Digicel to absorb mobile phone tax for Barbadian customers

Digicel_Business_CEO_Paul_Osborne

Digicel’s regional chief executive officer Paul Osborne made the announcement.

 

BRIDGETOWN, Barbados, Friday January 8, 2016 – Telecommunications company Digicel has announced that it will absorb the controversial increase in Value Added Tax (VAT) on mobile phone services that took effect this month.

The move that Digicel’s regional chief executive officer Paul Osborne assured was “long-term” comes as competitor Flow has advised its customers that it will be passing on the 4.5 per cent tax hike.

Osborne indicated at the press conference where he made the announcement yesterday that although the company could suffer more than BDS$1 million (US$500,000) in losses annually, it believes shielding its customers from the tax increase would allow it to attract more business to help compensate for the shortfall.

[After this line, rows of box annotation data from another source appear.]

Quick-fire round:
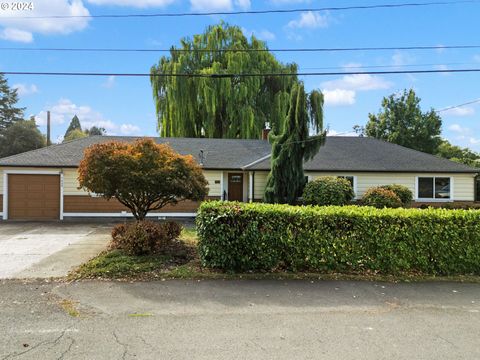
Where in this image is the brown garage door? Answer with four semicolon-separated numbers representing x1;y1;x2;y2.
8;174;60;220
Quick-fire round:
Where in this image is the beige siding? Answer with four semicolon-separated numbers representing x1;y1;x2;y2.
306;172;474;201
63;169;88;196
453;174;475;201
253;171;268;200
203;170;222;196
0;167;222;196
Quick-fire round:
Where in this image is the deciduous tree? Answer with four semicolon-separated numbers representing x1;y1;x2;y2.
264;83;326;204
365;89;442;154
78;139;208;220
0;73;25;132
150;23;298;139
64;115;82;138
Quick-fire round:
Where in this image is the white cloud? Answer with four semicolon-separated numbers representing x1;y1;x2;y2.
190;0;233;11
0;28;33;43
87;0;176;8
322;74;392;91
235;0;251;10
12;84;38;96
392;50;415;66
102;75;115;89
442;106;475;116
35;99;140;135
0;0;90;42
120;124;140;135
242;28;276;41
448;124;470;134
435;44;446;54
322;89;356;106
287;11;330;29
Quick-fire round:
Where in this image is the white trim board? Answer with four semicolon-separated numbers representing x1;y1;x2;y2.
0;170;63;220
3;170;62;175
63;212;197;218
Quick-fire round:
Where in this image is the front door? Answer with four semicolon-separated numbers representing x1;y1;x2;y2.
228;173;243;201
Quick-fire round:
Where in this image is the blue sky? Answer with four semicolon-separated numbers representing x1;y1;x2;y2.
0;0;480;151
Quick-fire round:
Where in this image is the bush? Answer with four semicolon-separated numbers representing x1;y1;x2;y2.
380;184;413;207
163;221;183;240
197;202;480;275
303;176;355;206
362;187;402;209
110;220;182;255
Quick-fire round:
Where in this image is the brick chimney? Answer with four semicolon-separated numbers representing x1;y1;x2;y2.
262;122;270;140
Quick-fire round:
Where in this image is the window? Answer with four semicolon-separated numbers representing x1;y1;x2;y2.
417;177;450;200
339;176;355;190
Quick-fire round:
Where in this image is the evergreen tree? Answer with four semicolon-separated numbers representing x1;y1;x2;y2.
85;126;106;136
63;129;88;142
264;83;326;204
0;73;25;132
150;22;298;139
0;120;46;158
64;115;82;138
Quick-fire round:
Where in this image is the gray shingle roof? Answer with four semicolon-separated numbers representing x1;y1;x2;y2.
0;136;479;173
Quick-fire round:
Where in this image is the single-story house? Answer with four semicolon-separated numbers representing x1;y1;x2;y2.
0;136;478;220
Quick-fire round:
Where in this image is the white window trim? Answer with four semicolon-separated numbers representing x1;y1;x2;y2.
0;170;64;220
415;175;455;202
337;174;360;200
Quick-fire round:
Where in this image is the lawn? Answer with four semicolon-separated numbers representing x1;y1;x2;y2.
69;228;480;283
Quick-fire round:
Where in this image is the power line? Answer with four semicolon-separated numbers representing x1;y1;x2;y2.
1;68;480;79
0;45;480;53
435;98;480;113
0;0;479;19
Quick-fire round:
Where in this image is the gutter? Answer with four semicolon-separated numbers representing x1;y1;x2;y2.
241;154;272;170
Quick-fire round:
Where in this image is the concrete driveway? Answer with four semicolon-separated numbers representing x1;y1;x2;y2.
0;222;112;279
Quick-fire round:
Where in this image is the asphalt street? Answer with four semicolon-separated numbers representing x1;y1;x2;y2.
0;280;480;360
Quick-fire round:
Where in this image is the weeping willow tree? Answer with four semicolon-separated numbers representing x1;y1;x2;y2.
150;22;298;139
264;83;326;204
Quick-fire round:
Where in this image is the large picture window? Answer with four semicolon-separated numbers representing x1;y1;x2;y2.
418;177;451;200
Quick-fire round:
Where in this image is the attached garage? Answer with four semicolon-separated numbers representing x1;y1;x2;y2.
5;173;61;220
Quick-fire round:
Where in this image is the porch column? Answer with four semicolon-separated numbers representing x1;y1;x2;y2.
248;171;255;202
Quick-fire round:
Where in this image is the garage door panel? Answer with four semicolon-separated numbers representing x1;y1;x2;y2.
8;174;60;220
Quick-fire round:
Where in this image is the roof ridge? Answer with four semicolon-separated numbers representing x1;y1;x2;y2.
364;136;480;171
0;135;92;161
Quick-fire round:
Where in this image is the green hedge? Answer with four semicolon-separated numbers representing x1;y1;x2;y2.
197;201;480;275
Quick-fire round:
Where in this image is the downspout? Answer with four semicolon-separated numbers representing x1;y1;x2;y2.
252;171;255;202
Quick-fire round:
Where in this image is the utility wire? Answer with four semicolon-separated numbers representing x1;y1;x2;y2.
435;98;480;113
1;68;480;79
0;0;479;19
0;44;480;53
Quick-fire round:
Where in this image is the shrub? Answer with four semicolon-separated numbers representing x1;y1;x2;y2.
303;176;355;205
362;187;402;209
162;221;183;240
380;184;413;207
110;220;182;255
197;202;480;275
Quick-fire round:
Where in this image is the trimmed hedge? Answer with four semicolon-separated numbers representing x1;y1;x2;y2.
302;176;355;206
197;201;480;275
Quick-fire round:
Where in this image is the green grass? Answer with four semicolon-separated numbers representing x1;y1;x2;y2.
69;229;480;283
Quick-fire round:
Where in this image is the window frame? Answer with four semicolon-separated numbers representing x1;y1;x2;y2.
336;175;359;200
415;175;454;202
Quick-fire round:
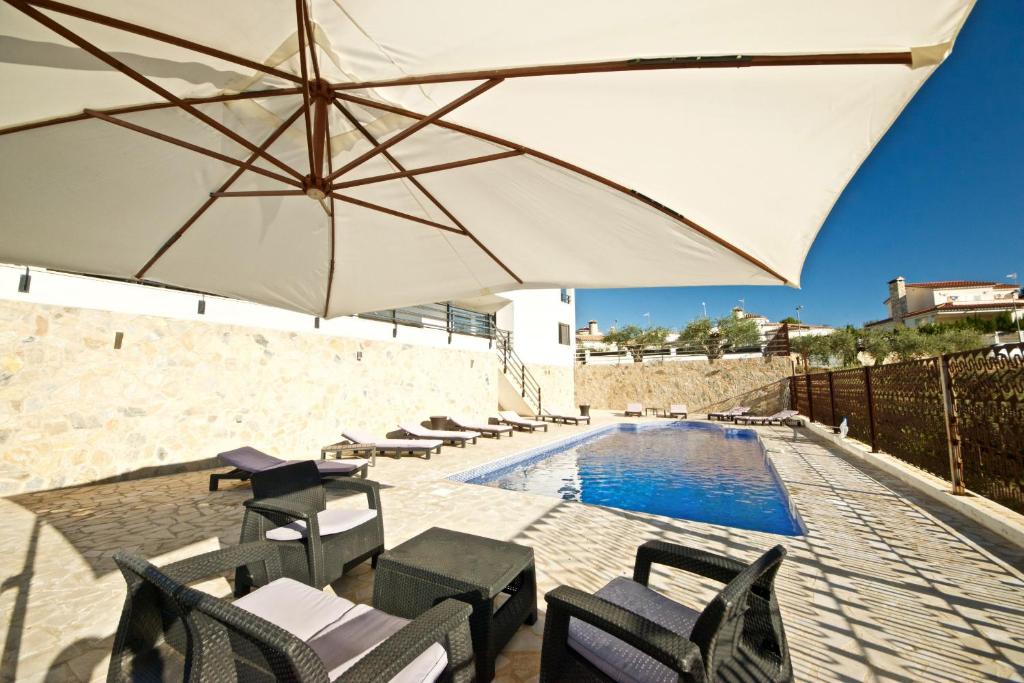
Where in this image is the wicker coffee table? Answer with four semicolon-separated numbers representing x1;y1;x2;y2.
374;526;537;681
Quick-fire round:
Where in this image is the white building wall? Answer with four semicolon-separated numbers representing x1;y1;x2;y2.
0;265;491;351
497;290;575;367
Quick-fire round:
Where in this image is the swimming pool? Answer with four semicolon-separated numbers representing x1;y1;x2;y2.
450;422;804;536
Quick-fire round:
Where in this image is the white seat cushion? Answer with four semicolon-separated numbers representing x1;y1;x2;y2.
234;579;447;683
266;510;377;541
234;579;355;640
309;605;447;683
568;577;700;683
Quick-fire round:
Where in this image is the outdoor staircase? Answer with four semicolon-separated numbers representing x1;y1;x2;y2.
495;330;544;415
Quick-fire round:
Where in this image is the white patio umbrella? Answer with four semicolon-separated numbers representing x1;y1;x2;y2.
0;0;973;316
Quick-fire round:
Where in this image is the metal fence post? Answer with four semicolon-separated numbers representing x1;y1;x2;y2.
804;373;814;422
828;371;839;427
864;366;879;453
939;354;967;496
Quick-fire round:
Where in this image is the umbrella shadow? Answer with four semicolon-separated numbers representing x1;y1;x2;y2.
0;36;250;90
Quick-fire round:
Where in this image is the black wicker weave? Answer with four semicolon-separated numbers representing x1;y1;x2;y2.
234;462;384;596
541;541;793;683
108;542;473;683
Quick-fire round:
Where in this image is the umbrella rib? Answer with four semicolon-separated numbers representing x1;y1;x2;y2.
135;108;302;280
333;150;523;189
328;193;464;234
0;88;302;135
333;50;913;90
14;0;299;83
299;0;319;81
85;110;301;187
324;112;337;317
335;92;790;285
295;0;316;176
210;189;306;197
333;99;522;285
6;0;302;180
328;79;502;180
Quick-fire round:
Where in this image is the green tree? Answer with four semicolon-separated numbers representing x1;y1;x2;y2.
718;315;761;348
860;328;893;366
823;325;860;368
604;325;669;362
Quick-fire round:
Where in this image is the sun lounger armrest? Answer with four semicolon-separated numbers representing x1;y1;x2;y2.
160;541;284;586
633;541;746;586
324;477;381;510
336;599;473;683
542;586;705;682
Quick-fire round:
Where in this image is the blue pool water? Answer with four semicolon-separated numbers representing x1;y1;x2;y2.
464;422;804;536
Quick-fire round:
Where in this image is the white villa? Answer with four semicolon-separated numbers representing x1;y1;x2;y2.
864;276;1024;329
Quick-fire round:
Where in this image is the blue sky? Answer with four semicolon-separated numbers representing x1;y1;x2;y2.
577;0;1024;330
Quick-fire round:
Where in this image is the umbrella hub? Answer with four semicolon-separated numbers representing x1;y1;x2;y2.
302;175;331;202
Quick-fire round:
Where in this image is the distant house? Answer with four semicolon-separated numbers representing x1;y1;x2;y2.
864;278;1024;330
732;306;836;342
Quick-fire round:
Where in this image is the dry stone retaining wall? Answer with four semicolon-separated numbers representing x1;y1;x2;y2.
575;357;793;415
0;301;512;495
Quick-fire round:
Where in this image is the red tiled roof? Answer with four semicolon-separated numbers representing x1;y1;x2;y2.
906;280;1017;290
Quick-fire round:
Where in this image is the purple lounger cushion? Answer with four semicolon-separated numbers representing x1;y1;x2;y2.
217;445;366;474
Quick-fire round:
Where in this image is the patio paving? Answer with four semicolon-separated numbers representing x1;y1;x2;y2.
0;414;1024;682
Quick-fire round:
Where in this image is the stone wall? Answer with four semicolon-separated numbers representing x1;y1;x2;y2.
575;357;793;415
526;364;579;415
0;301;512;494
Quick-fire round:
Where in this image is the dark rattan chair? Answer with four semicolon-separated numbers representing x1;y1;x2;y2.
234;462;384;596
108;542;474;683
541;541;793;683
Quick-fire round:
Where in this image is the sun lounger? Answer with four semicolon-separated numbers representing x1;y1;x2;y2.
708;405;751;420
733;411;803;425
498;411;548;432
449;416;515;438
665;403;689;418
398;422;480;449
537;413;590;425
341;429;444;460
210;445;370;490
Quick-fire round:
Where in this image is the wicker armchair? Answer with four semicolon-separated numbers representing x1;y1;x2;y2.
541;541;793;683
234;462;384;596
108;542;474;683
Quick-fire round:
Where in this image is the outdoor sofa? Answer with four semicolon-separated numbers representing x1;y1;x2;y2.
665;403;689;418
398;422;480;449
234;462;384;595
732;411;803;425
540;541;793;683
537;413;590;425
210;445;370;490
449;416;515;438
108;542;473;683
708;405;751;420
498;411;548;432
341;429;444;460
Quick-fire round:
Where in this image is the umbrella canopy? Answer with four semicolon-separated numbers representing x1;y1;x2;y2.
0;0;973;316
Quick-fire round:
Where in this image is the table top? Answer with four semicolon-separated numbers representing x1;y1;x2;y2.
321;441;374;453
379;526;534;596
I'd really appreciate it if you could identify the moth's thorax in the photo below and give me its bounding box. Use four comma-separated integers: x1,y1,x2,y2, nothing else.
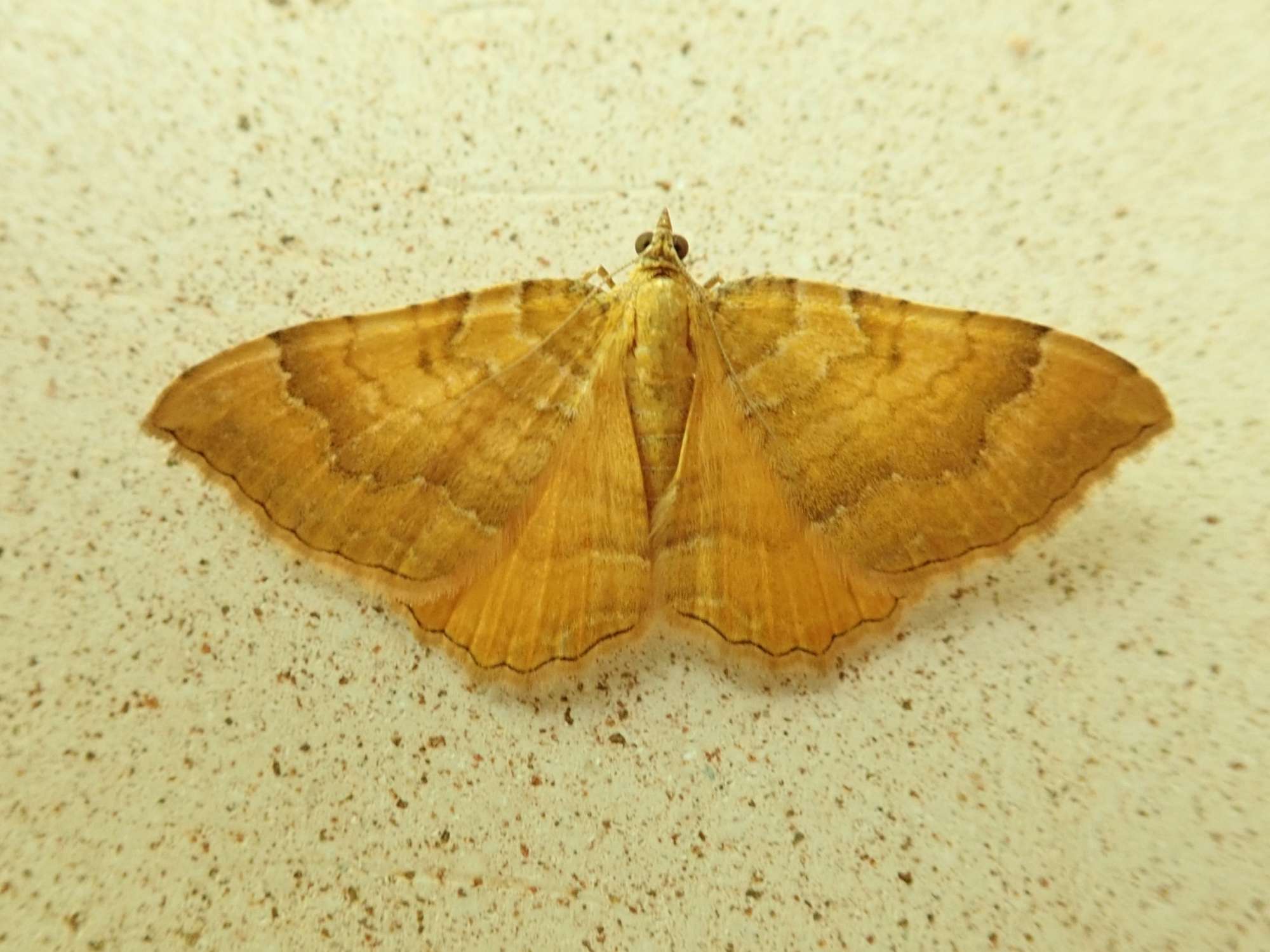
625,269,702,512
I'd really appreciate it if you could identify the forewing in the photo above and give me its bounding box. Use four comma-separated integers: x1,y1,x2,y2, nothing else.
146,281,606,598
714,278,1171,581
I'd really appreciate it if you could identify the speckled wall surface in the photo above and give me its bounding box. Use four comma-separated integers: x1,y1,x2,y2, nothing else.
0,0,1270,952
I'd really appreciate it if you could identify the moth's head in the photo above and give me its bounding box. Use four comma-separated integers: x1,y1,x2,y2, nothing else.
635,209,688,273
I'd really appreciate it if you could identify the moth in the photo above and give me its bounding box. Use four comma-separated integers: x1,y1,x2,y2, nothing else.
146,212,1171,673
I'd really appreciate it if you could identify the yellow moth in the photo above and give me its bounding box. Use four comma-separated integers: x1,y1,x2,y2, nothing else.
146,212,1171,673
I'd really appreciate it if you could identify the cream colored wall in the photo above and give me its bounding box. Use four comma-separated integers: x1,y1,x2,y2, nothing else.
0,0,1270,949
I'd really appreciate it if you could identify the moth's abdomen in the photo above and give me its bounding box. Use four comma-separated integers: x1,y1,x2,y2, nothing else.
626,279,696,513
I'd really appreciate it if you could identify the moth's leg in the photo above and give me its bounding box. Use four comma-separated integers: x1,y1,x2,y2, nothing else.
582,264,617,291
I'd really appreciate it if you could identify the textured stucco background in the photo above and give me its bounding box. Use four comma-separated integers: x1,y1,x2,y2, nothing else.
0,0,1270,952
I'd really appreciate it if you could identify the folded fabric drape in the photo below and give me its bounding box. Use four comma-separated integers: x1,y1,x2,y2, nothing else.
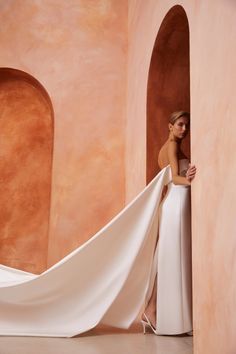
0,166,171,337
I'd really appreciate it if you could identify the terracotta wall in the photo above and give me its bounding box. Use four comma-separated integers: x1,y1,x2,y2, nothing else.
146,5,190,182
0,0,127,271
0,68,53,272
126,0,236,354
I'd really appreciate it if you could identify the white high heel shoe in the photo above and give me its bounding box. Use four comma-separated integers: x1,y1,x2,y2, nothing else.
141,313,157,334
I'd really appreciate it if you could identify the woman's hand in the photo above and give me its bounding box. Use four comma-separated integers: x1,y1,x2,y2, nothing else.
186,164,197,182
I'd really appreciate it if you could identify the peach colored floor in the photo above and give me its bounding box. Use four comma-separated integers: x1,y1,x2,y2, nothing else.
0,331,193,354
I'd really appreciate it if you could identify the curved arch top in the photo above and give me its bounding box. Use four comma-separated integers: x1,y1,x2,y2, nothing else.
0,68,53,273
146,5,190,183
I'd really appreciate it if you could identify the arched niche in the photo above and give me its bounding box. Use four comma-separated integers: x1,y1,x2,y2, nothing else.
147,5,190,183
0,68,53,273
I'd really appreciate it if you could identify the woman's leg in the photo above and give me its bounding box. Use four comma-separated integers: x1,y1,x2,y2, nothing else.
145,277,157,328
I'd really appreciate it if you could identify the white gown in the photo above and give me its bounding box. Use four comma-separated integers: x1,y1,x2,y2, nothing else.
146,159,192,335
0,160,192,337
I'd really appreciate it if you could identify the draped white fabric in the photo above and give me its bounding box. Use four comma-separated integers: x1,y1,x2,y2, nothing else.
0,166,171,337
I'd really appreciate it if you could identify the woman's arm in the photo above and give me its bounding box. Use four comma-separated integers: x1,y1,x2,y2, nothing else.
168,141,191,186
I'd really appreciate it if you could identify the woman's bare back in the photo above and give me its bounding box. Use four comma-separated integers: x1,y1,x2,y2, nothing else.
157,139,187,169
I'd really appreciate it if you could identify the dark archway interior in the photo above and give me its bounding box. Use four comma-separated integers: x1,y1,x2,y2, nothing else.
0,68,53,273
147,5,190,183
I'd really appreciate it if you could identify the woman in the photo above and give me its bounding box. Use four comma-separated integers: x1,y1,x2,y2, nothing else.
0,112,196,337
142,111,196,334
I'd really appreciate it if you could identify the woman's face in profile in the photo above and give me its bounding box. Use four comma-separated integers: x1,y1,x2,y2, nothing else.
171,117,189,139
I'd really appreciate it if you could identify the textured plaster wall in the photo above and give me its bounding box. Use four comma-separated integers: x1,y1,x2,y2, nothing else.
0,0,127,270
126,0,236,354
0,69,53,272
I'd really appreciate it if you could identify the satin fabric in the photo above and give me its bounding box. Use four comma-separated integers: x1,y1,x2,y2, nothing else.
0,166,171,337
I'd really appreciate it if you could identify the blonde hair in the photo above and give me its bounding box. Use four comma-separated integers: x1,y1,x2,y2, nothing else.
169,111,190,125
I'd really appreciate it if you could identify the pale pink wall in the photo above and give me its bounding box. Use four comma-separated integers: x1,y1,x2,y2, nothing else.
0,0,127,265
126,0,236,354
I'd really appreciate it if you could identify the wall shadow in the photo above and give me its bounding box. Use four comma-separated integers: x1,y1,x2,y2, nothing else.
0,68,53,273
146,5,190,183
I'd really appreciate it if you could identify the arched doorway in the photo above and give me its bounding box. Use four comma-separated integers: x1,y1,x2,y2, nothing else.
146,5,190,183
0,68,53,273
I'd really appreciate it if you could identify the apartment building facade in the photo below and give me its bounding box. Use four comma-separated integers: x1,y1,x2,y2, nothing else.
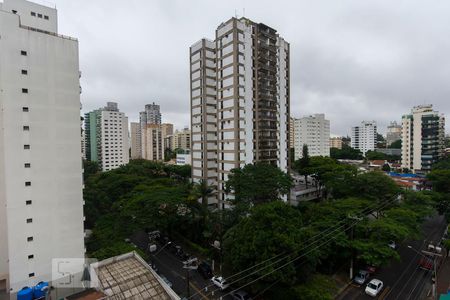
386,121,402,147
0,0,85,293
190,18,289,207
294,114,330,160
85,102,130,171
351,121,377,155
130,122,142,159
402,104,445,173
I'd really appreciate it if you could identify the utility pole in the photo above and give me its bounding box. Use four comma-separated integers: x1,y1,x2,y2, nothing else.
347,214,362,279
183,257,198,299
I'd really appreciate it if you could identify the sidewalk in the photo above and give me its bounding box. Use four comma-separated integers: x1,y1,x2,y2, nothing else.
437,257,450,295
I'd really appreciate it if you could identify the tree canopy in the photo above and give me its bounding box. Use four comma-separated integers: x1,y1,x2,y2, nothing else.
226,163,292,204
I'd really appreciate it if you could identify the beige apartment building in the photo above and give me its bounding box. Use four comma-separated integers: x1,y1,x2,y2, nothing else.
190,18,290,207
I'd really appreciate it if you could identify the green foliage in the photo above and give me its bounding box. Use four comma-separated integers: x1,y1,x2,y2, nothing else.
226,163,292,204
83,160,100,181
330,144,364,160
223,201,314,283
294,274,338,300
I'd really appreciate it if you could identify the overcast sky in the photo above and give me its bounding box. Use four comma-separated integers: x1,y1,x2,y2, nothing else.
54,0,450,135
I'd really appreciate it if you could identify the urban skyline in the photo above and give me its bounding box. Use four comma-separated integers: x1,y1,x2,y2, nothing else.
50,1,450,135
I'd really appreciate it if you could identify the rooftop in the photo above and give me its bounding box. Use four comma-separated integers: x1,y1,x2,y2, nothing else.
93,252,180,300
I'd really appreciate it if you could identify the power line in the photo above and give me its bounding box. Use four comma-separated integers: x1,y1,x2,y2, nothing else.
192,197,396,296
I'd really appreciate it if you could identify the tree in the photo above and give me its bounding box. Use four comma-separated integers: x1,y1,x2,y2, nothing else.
226,162,292,204
223,201,317,284
381,164,391,172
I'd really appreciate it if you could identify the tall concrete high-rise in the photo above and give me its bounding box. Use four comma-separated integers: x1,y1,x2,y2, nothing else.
84,102,130,171
386,121,402,147
130,122,142,159
0,0,84,294
190,18,290,207
351,121,377,155
294,114,330,160
402,104,445,172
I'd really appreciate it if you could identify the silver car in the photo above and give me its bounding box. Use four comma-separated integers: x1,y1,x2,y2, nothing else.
353,270,369,285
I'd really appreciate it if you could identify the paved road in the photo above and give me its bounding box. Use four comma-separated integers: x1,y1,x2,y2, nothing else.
131,232,231,300
337,216,446,300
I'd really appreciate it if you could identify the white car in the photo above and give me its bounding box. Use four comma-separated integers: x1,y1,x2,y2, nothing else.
211,276,230,290
366,279,383,297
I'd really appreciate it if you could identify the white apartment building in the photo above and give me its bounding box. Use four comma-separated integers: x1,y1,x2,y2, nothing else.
351,121,377,156
190,18,289,207
142,124,164,161
402,104,445,172
386,121,402,147
0,0,85,294
130,122,142,159
294,114,330,160
84,102,130,171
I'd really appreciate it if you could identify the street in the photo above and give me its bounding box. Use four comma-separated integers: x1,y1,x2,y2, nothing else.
337,216,446,300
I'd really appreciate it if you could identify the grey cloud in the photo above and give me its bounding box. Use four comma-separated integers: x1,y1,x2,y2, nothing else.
56,0,450,134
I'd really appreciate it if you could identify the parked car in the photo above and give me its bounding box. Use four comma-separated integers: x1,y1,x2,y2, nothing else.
353,270,370,285
231,290,252,300
388,241,397,250
366,265,377,275
365,279,383,297
211,276,229,291
197,261,213,279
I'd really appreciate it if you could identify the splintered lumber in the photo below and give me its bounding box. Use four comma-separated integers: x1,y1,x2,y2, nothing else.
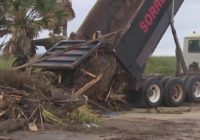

“We hope the people of Barbados respond positively to this new gesture that Digicel has made in absorbing this tax. We are hoping that the people of Barbados recognize, support our business and come out and help people move to the Digicel network,” he said.

Consumers have been reacting positively to the news.

Government increased the VAT on cell phone service from the standard 17.5 per cent to 22 per cent, from January 1, with Minister of Finance Chris Sinckler saying the BDS$14 million (US$7 million) expected to be collected every year would go towards funding university scholarships.

Osborne suggested the relief being given by Digicel was a gift of sorts as the country begins celebrations to mark its 50th Anniversary of Independence on November 30.

“The people of Barbados deserve to start this historical year off on a celebratory note and, as such, Digicel is delighted to announce that we will not be passing the VAT increase of 4.5 per cent on mobile services to all of our prepaid plans, our postpaid smart plans and our business customers,” he said.

“Digicel absolutely applauds the government’s education initiatives and its objectives and we will continue to be in full compliance with all its tax regulations . . . While our customers will not be out of pocket, Digicel will continue to pay all its taxes over to government at the new increased rate.”

A Strictly WiFi 2016 campaign on social media had been launched last month, urging cell phone users to ditch their data plans and use WiFi only to protest the increased tax. It has provided a list of free WiFi hotspots around the island.

A statement published on the campaign’s Facebook page described the Digicel move as a step in the right direction but said the fight to have the tax scrapped would continue.

“We hope that our campaign will encourage another mobile provider to rethink its decision on passing on the increase to customers. We thank Digicel for taking its customers into consideration at a time when we are feeling the pinch of increased tax rates and taxing on the whole. But this does not mean we will turn a blind eye to any issues we encounter as consumers,” it said.

“Don’t forget this fight is not over; we still believe that government’s decision to increase the tax was a backward step.”